-
Notifications
You must be signed in to change notification settings - Fork 4.1k
distsqlrun: lookup join still unboundedly buffers, but this time in a different way #39044
Description
#35950 fixed one kind of unbounded buffering in lookup join - the kind caused by the KV layer, when somebody asks for a span that has an unbounded number of keys inside, without a batch limit.
But this didn't remove the potential for the joinReader to buffer in an unbounded manner, unfortunately!
The proximal cause is that joinReader doesn't use memory monitored containers.
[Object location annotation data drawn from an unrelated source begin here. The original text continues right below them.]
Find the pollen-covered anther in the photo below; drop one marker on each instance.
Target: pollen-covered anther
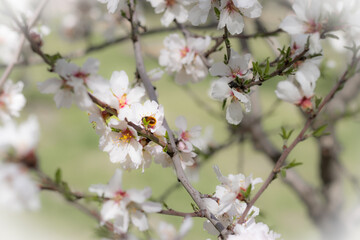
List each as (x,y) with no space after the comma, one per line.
(122,101)
(119,195)
(150,121)
(126,136)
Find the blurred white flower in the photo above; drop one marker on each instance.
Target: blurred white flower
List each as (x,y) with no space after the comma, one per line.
(183,58)
(17,190)
(124,206)
(12,100)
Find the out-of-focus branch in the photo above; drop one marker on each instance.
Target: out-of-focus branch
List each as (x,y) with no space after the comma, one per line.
(31,23)
(152,95)
(252,125)
(301,136)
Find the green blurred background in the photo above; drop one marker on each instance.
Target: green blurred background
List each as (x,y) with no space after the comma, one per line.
(69,142)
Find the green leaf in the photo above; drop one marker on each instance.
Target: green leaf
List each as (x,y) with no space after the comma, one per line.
(58,176)
(319,131)
(53,58)
(292,164)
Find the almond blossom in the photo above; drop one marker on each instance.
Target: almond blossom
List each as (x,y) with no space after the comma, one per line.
(112,5)
(72,84)
(20,141)
(173,10)
(122,143)
(17,190)
(259,231)
(120,95)
(167,231)
(231,12)
(124,206)
(236,69)
(12,100)
(183,57)
(298,90)
(309,18)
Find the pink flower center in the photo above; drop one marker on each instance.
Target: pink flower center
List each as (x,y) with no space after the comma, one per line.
(122,101)
(170,3)
(305,103)
(126,136)
(119,195)
(231,7)
(240,196)
(313,27)
(184,51)
(185,135)
(82,75)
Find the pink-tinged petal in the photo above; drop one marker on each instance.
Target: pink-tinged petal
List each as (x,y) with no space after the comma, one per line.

This should be a simple fix, to use a memory monitored container instead of a regular slice. At the very least, we should account for the row copies we perform when buffering output rows.
The root cause is that the algorithm that the joinReader uses to ensure that the output is ordered and that unmatched rows are accounted for (in the case of left outer and anti join) requires that all results for an input batch are present before emitting any results. This is problematic for an example where a left-side table has a single row that matches a billion rows on a right-side table - the algorithm won't emit anything until all billion rows are buffered!
I'm not sure if this algorithm can be modified to be streaming. It currently needs to see results for the whole batch because it can't guarantee that the results from the KV layer come in order, so it can't declare any of the input rows as "closed" at any point and let them get emitted. It's possible there's a way to work around this limitation, but it interacts in a funny way with the solution for #35950, which actually sorts all of the input row spans before sending them out, since KV requires it. This permitted limited KV batches, but it's painted us into a corner.
Imagine a scenario with two tables, a and b, where a contains the integers 0-100 and each value of a has 1 million rows in b. Then, feed a joinReader all of the rows in a in reversed sort order (starting 100, 99, 98...)! Now, we're beholden to output matches for 100 first, since it came first to the joinReader and we must output matches in order, but to output any matches for row 100 of a requires that all matches from 0-99 be buffered first, since we sorted the spans first and will therefore get matches from 0 first, then 1, then 2...
So this will require us to buffer 100 * 1 million rows into memory, kaboom.
I believe that a solution for this requires that we upgrade the batch limit capabilities for the KV layer to not require sorted input spans, but I'm open to other ideas.